I’ve been travelling in the rural Northwest the past week and have had only intermittent internet access …until now.
Stepping back from the day-to-day, has its advantages, though. Having little up-to-the-minute data, I’ve been forced to look at the longer-range stock market picture.
The first two or three months after the election, the dollar and stocks both rose as investors celebrated the presidential results. The strongest groups were Energy, Materials and Industrials–the ones that would benefit both from an acceleration in economic growth and implementation of the professed Trump agenda of tax reform and infrastructure spending.
This period ended rght around the inaguration. It was replaced by a market that embraced secular growth areas of Technology and Healthcare. The dollar began to drift downward, as well. This sector/currency shift was partly, I think, a rotation from leaders to laggards that happens in every market that’s not going sideways. Part was also concern that delivering on the Trump agenda might not be as easy as investors had supposed over the previous months.
During 2Q17, the stock market began to understand how deep the problems are that the Republican party and the adminstration are having in getting anything done. The main direct consequence of this loss of confidence has been a sharp fall in the dollar, I think, on the idea that failure of the administration and congress to engineer fisal stimulus would translate into a slower pace of interest rate increases by the Fed. A weaker dollar benefits multinationals, so IT continued to be a winner, along with many members of the Staples group, which also has large foreign exposure.
This last movement has also played itself out in recent weeks, I think. The market as a whole, and major tech stocks in particular, have begun to move sideways, expressing Wall Street’s belief (mine, too) that they’ve gone up enough for now. As I see it, action has been based chiefly on relative valuation– rotations deeper into IT via smaller stocks and back into the Trump stock winners of late 2016.

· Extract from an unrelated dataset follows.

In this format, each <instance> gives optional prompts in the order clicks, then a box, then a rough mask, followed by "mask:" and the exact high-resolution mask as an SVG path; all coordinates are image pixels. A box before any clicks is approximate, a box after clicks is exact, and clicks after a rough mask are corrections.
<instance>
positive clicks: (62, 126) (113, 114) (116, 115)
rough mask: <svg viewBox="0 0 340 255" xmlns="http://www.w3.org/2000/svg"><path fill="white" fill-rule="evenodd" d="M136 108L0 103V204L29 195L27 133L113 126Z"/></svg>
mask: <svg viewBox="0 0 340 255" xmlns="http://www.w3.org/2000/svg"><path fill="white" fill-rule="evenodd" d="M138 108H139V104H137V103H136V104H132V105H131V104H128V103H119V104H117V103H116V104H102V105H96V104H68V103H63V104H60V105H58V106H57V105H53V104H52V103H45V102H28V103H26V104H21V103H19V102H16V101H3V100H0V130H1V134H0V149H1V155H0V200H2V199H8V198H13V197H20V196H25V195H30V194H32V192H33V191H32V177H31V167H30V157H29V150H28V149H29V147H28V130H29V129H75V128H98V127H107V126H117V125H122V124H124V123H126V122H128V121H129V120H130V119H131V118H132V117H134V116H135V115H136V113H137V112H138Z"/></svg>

The kind of movement described in the last paragrah doesn’t typically last long. At some point, the market will return to the question of whether structural reform in Washington is possible. As I see it, the underlying notion investors now have is that important change can and will happen, although people may have substantially different pictures of how this will occur.
It seems to me that as long as investors hold this belief, the US stock market will move sideways to up, driven by earnings gains.